Recently I was writing a sMash application where I needed to extract the text from Microsoft Word format .doc and Powerpoint .ppt files. The text was then going to be indexed using Apache Lucene but that is another story. I am not aware of a way to do this using standard PHP so I looked to the Java world. I found that using the sebring Java Bridge with Apache POI I could do this in just a few lines of PHP.

I thought I’d share the code. Here is what I did:

  1. Download Apache POI. I used the latest development stream code from here: http://www.apache.org/dyn/closer.cgi/poi/
    I used the code from the dev/bin branch and dowloaded poi-bin-3.5-beta4-20081128.zip .

  2. From this zip I extracted the three jars I needed where were
    	poi-3.5-beta4-20081128.jar
            poi-contrib-3.5-beta4-20081128.jar
            poi-scratchpad-3.5-beta4-20081128.jar
    

    I placed these three jars into the /lib directory of my sMash application.
    EDIT Michael pointed out that this JARS are actually available in Maven so I could have pulled them in from there.

  3. I added a dependency for zero.php to config/ivy.xml
        
  4. I created public/wordExtract.php with the following contents:
    <?php
     
    // Demonstrate the use of POI HWPF to extract text from a ms-word format file. 
    // Note that there are other methods of WordExtractor that can be used to iterate through paragraphs
     
    java_import("org.apache.poi.hwpf.extractor.WordExtractor");
    $fs= new Java ("java.io.FileInputStream","c:/temp/poitest.doc");
    $we = new WordExtractor($fs);
    $text=$we->getText();
    echo $text;
  5. I created public/powerpointExtract.php with the following contents:
    <?php
     
    // Demonstrate the use of POI HSLF to extract text from a powerpoint format file. 
     
     
    java_import("org.apache.poi.hslf.HSLFSlideShow");
    java_import("org.apache.poi.hslf.usermodel.SlideShow");
     
    $fs= new Java ("java.io.FileInputStream","c:/temp/poitest.ppt");
    $hsss=new HSLFSlideShow($fs);
    $ss= new SlideShow($hsss);
    foreach ($ss->getSlides() as $slide) {
        echo $slide->getTitle();
        echo "<br><br>";
        foreach ( $slide->getTextRuns() as $textRun) {
        	echo $textRun->getRawText();
        echo "<br>" ;   	
        }
    }
  6. I tested this code with a number of real world powerpoint and word documents that I had.

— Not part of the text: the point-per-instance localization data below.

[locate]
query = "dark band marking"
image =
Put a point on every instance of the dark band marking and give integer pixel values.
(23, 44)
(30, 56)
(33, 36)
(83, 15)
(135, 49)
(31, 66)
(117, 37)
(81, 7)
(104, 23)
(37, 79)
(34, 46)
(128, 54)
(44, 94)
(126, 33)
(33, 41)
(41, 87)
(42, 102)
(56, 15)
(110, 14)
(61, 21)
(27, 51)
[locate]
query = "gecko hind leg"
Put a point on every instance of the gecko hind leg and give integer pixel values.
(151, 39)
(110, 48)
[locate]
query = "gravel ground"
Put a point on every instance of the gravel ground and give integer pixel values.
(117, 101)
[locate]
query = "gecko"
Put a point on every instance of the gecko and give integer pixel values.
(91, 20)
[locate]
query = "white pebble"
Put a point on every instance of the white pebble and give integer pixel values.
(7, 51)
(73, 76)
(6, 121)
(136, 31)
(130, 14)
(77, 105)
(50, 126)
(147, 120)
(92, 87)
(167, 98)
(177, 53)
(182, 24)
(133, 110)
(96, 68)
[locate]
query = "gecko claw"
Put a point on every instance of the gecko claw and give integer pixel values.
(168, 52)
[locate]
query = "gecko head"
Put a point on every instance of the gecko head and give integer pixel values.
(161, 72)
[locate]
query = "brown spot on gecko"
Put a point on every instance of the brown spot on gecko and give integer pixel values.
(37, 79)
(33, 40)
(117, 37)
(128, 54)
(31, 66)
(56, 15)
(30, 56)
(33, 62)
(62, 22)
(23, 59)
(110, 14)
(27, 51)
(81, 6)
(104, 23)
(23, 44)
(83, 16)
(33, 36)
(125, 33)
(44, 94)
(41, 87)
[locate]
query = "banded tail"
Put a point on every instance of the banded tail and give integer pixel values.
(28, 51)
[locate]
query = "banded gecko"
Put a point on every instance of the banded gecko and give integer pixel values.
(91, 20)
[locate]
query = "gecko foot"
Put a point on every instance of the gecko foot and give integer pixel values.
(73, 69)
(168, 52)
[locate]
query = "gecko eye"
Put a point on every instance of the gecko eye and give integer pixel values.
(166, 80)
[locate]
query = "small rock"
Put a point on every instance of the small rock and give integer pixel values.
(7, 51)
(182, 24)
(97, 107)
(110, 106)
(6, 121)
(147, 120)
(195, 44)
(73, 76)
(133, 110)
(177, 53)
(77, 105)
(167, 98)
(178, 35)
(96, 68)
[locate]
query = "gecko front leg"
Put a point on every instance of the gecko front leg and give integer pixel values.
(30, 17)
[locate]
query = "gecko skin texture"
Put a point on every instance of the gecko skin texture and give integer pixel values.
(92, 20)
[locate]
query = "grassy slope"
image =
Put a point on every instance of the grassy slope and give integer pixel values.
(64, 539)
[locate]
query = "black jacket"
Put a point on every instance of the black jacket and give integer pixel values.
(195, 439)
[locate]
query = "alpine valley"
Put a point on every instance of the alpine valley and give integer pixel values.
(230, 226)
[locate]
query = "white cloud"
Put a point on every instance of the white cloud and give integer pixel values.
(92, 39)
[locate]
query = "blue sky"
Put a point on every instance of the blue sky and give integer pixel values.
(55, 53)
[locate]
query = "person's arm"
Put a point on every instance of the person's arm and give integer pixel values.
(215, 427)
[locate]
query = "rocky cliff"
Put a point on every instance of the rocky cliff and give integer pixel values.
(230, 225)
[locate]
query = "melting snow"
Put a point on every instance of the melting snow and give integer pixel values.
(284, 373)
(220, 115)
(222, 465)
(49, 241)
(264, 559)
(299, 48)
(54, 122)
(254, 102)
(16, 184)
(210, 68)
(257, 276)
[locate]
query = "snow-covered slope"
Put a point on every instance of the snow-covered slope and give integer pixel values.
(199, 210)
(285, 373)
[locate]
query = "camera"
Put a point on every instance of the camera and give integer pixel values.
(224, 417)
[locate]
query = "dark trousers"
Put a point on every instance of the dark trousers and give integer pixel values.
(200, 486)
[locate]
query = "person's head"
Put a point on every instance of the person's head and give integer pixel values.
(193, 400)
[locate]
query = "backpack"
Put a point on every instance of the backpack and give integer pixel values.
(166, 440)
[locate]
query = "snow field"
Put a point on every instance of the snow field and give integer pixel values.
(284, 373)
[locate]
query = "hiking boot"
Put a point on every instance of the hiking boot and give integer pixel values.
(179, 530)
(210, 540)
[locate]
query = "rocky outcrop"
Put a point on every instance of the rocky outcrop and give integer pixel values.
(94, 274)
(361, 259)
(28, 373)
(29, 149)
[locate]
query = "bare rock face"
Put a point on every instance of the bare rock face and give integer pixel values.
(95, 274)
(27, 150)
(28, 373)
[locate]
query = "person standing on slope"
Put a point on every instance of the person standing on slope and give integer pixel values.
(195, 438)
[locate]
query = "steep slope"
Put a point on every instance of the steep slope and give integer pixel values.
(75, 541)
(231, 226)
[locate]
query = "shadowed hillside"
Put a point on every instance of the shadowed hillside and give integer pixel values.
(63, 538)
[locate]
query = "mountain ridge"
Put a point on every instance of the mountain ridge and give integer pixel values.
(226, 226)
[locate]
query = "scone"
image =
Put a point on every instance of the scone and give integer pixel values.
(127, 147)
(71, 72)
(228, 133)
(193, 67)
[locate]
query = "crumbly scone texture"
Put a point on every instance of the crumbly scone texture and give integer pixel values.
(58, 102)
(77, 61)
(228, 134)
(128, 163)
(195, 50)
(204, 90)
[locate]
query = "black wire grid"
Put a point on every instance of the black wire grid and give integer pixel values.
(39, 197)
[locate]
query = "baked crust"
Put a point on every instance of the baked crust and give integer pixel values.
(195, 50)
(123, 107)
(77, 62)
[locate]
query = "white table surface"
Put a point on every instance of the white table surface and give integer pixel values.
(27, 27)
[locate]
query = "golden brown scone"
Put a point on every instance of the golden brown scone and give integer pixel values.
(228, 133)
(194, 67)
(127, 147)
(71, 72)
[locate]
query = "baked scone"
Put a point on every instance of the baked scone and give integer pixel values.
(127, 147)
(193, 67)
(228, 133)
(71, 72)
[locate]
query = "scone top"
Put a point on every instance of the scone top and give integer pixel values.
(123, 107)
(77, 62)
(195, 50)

4 Responses to “Extract text from MS Office format .doc and .ppt files using the PHP Java Bridge and Apache POI.”

  1. hhh Says:

    I tries this… I get the following error when trying to run the script…

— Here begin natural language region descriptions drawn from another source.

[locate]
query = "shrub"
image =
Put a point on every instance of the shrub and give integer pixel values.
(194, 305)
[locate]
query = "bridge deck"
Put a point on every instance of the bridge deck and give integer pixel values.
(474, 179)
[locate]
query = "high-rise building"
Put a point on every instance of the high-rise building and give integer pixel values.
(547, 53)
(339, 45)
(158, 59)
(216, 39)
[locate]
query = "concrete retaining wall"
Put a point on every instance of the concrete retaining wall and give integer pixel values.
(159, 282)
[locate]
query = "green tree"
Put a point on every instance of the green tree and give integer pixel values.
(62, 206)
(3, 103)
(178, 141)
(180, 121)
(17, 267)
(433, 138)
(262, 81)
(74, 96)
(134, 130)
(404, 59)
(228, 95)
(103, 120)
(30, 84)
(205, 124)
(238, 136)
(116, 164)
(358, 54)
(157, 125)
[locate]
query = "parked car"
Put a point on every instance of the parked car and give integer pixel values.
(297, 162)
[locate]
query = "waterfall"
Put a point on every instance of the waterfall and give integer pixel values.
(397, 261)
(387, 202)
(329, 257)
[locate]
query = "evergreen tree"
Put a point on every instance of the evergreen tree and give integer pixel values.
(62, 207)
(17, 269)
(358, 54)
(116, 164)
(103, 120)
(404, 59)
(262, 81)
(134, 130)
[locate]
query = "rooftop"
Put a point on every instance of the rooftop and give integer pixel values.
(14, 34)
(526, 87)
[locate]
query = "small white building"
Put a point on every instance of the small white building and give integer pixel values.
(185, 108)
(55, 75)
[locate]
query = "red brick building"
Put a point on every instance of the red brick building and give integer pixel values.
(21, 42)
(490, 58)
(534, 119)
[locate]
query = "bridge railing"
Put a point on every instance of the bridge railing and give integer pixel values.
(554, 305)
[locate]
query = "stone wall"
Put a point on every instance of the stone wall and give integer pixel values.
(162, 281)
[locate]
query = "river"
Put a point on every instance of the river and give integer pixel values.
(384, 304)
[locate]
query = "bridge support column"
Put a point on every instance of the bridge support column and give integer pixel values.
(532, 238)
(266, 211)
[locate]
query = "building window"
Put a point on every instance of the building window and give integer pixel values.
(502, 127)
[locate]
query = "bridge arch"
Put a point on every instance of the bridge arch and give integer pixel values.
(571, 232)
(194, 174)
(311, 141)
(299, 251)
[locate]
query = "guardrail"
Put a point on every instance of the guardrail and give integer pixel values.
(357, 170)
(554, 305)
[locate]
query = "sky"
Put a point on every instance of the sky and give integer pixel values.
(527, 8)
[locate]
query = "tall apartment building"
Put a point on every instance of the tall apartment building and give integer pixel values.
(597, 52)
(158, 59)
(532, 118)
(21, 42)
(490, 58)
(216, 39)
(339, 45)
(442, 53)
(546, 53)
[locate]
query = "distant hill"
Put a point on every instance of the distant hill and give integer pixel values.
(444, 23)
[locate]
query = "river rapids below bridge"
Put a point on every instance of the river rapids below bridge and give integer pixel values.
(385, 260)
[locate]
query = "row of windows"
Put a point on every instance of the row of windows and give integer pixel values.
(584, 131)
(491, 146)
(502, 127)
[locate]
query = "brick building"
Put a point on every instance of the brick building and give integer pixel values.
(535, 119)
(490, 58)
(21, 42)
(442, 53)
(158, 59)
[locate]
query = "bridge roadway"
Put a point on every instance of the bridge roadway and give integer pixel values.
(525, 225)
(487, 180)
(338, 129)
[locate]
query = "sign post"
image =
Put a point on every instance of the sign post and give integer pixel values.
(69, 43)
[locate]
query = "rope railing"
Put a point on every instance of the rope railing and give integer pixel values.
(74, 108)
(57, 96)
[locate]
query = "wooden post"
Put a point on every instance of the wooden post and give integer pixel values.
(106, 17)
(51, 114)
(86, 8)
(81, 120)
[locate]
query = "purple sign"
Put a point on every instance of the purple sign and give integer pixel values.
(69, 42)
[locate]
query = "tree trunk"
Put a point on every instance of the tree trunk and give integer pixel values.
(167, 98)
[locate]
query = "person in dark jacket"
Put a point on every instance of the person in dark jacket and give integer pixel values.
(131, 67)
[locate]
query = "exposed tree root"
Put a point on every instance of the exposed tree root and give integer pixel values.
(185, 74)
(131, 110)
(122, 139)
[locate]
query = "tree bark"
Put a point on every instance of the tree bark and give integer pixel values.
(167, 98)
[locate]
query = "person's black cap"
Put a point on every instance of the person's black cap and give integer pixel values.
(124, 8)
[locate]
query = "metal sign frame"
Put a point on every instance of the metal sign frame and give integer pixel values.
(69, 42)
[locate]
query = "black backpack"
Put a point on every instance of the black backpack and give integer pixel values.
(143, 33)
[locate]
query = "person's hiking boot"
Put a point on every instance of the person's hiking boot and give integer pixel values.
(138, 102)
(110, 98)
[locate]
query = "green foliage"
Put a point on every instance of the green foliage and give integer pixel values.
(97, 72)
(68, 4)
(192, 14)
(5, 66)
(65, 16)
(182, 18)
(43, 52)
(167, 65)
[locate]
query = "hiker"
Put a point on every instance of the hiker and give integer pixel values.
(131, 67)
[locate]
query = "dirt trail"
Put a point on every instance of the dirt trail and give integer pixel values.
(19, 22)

    Fatal error: Call to undefined function: java_import() in /home/thrive/public_html/pptext.php on line 6

    how do I get the java_import() function accessible to the script?

  2. admin Says:

    Did you add PHP support to your CLI environment ? Refer to instructions in the last section of the Getting Started guide. Also, refer to PHP to Java bridge in the documentation for usage.

  3. Bala Says:

    Hi Nichol,

    We are looking to implement something like this as a connector module which can take any document format as plug-in and get the text extracted.

    If you have already done so, would you be able to share with me?

  4. admin Says:

    Hey Bala,
    We don’t have a generic connector module as you described. The team would be happy to see what you come up with in your project and will help you along the way. Please start a forum thread to track progress and continue the discussion.

    Thanks,
    Ryan B.